With another high-pressure forecast and relatively stable snow conditions, Kelsey and I agreed to get back out for another backcountry objective, prioritizing views and trying to optimize for snow conditions on a north-facing aspect.
We left Seattle at 6am on Saturday morning and departed the car at the Ross Dam Trailhead right at 9am. We skinned the road and were able to skin a little ways up the Happy Creek trail before deciding it was too thin and that we needed to pack our skis. We paralleled the highway for a ways on the trail and realized we should have just stayed on the road much farther and connected with the trail where it was only 30 feet from the road before turning south. A set of boot tracks doing exactly that made it even more clear.
We booted through the forest to the South, following a trail for a ways and then going cross country until we reached about 3,200 feet where the snow was continuous enough to start skinning. We followed a skin track for a bit before running into a party of 2 headed up for Ruby and planning to overnight it. We chatted with them for a ways and slogged together through the stickiest snow I’ve ever experienced, making each ski feel like a 20-pound weight.
The other party eventually peeled off to set up camp while we continued up, finding better snow up high, but still needing to put a lot of energy into breaking trail. The snow was quite stable and we stuck mostly to ridges on the way up until we decided to take the path of least resistance through a low-angle gully. The final headwall to reach the summit ridge looked steep from below, but wasn’t too bad once we were on it. I got into a rhythm for the last 2,000 feet of vertical or so and just put my head down to break trail—it was a great workout!

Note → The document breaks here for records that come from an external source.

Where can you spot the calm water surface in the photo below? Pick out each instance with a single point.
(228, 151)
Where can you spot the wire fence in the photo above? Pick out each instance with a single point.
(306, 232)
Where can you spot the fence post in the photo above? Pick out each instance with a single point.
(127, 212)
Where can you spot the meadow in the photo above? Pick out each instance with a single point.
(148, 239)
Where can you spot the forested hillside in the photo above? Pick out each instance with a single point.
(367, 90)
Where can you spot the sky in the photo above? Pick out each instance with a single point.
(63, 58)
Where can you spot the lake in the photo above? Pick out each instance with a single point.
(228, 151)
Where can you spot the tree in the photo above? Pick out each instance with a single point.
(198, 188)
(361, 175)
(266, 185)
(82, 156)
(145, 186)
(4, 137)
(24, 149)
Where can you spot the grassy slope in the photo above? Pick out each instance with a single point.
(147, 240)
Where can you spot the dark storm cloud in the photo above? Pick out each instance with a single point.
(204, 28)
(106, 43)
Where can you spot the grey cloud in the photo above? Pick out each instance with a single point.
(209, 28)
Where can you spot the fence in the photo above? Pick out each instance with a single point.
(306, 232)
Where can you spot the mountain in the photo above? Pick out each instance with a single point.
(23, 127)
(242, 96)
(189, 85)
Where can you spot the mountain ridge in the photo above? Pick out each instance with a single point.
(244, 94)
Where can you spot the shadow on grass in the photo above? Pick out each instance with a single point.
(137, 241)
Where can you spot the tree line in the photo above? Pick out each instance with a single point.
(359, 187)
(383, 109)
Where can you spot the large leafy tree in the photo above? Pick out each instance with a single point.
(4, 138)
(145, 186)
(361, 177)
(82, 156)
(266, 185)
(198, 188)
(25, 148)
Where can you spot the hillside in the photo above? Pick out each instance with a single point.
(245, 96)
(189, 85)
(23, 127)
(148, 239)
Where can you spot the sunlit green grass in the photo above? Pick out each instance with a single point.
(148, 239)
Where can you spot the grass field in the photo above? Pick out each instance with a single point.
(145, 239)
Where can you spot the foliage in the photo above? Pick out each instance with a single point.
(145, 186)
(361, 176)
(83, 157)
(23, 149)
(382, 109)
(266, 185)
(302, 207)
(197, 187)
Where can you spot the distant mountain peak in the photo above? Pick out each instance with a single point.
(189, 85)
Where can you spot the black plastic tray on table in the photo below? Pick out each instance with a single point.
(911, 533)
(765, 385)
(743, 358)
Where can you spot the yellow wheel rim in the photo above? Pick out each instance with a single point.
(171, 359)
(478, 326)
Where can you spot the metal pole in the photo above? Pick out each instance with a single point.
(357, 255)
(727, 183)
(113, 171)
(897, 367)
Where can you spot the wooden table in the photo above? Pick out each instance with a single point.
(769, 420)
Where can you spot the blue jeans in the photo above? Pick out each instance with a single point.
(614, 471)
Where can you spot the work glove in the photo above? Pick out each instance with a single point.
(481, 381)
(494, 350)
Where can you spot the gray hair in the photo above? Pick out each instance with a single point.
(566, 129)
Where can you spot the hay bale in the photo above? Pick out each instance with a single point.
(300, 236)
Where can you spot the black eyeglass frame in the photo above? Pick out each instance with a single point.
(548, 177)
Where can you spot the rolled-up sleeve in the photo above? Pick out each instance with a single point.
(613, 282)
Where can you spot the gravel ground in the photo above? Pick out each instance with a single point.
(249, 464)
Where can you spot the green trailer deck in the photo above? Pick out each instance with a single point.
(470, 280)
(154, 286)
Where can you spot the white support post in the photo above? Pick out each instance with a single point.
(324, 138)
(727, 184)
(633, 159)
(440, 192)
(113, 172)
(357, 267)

As we neared the top, the views were awesome. Ross Lake appeared like a fjord below us and all of our favorite North Cascades peaks were visible. We reached the summit in 5.5 hours despite our errant trail choice at the beginning and trail breaking, which we were pretty happy with. It was breathless on top and we hung out for a bit to soak it in before gearing up for the descent.
The skiing was tough. It was pretty heavy and necessitated sitting way in the back seat to be able to turn. Lower down, we experienced the sticky snow again, which was mind-bogglingly sticking to my bases and making it nearly impossible to go down (guess I need to wax my skis, eh?). Trying to get away from the sticky snow, we traversed to the West, which got us onto snow we could slide on, but took us through tight trees and spit us out above a steep section we had to down-climb. Oh well.
Some more survival skiing got us to where we’d transitioned on the way up and an easy walk through the forest and on the road got us to the car at about 6pm, just over 9 hours after starting. Beautiful day!